Friday, October 14, 2005

Open Journalism and Free Speech



( About the Pic: This is a comic strip made by Bart from a famous The Simpsons Episode ( Season 15 Ep 22 - Fraudcast News ) where Burns buysout all the major media houses in Springfield in order to increase his popularity and Lisa starts her own daily in protest of this. This is a cartoon strip from one of the issues. )

Free Speech is one of the most important rights provided by the constitution. But it has no meaning if there is no proper channel to exercise it. A recent development has brought this problem to everyones attention. Gaurav Sabnis attemted to shed light on the questionable marketing ploy by IIPM, and ended up losing his job at IBM. Newspapers were initially skeptical about publishing his story due to IIPM's heavy ad budget ( main source of their revenue ;)

What we are missing currently ? Major portion of mass media is owned by corporate powerhouses governed by economic and political interests. This results in a Media Bias . A major portion of what we call news is actually moderated piece of information, just enough information to suit their economic and political interests. So, we are missing a medium to exercise true "free speech", without ownership and moderation.

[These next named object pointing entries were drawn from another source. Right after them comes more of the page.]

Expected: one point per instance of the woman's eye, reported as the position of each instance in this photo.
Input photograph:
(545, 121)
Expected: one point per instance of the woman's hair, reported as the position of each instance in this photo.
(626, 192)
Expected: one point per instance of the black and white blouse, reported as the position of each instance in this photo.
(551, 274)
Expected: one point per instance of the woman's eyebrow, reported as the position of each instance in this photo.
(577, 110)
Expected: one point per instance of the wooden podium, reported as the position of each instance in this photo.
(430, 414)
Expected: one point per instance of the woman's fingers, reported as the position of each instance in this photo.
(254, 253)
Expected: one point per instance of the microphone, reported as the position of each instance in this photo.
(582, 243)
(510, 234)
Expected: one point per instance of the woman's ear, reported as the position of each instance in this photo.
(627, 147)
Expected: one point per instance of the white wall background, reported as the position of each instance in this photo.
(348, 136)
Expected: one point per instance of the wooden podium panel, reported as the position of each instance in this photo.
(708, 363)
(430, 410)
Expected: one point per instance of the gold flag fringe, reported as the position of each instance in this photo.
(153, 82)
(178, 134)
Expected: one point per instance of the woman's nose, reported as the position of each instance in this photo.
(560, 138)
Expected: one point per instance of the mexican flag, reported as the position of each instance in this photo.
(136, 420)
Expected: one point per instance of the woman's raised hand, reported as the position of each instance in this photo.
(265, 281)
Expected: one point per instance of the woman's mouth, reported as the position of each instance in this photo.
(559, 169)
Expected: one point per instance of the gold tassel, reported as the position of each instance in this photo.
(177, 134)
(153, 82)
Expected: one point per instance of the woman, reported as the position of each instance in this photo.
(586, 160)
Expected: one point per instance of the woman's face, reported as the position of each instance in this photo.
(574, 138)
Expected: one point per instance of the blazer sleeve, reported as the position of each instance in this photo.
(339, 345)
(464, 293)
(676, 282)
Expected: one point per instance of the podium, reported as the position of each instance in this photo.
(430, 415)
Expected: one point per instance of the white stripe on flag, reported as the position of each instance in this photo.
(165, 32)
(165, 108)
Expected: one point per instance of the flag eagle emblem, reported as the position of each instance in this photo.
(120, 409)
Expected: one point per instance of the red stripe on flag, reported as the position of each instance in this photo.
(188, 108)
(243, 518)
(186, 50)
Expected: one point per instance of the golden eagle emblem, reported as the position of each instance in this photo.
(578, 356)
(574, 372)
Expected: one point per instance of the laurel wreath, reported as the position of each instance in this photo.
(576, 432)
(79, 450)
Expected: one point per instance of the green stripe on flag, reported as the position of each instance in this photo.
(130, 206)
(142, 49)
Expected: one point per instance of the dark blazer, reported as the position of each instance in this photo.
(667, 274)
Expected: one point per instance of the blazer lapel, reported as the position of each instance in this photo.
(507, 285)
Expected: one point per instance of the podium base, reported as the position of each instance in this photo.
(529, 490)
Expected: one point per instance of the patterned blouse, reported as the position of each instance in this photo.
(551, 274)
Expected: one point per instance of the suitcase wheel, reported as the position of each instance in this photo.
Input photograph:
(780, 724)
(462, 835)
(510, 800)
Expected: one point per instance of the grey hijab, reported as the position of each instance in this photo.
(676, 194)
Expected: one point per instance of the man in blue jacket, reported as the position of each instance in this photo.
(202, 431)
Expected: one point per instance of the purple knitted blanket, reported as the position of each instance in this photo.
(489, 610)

Open Journalism provides an interesting solution to the problem. Firstly, let us consider what exactly we mean by Open Journalism. The sense of "openness" is analogous to that in "open source software"(OSS). In OSS, the source code of the program is available for the user to modify ( patch bugs, add enhancements etc. ). Thus the user community collaboratively works to enhance the software. Similarly, in Open Journalism, anyone is able to report a story and everyone is free to comment on it. This provides an ideal mechanism to implement Free Speech.

Implementation What better medium to implement this than the internet. Although implementing Open Journalism in its purest form ( without moderation and censorship ) and still maintain its usefulness is a difficult task, we make a humble effort towards a close approximation to it. The exact details are still being finalised ( collaborative filtering, distributed moderation etc. ) If any of this sounds interesting you can contact me at shah.paritosh@gmail.com

1 Comments:

Blogger Phoenix said...

Good blog, well expressed views...I like the clarity in ur expression, and yeah, the neat structuring too...thanx for the tips...

Open Journalim is indeed a sticky issue, but the IIPM issue was, to say the least, hameful and unfortunate. Something needs to open our eyes...but I still feel that proper implementation is an uphill task.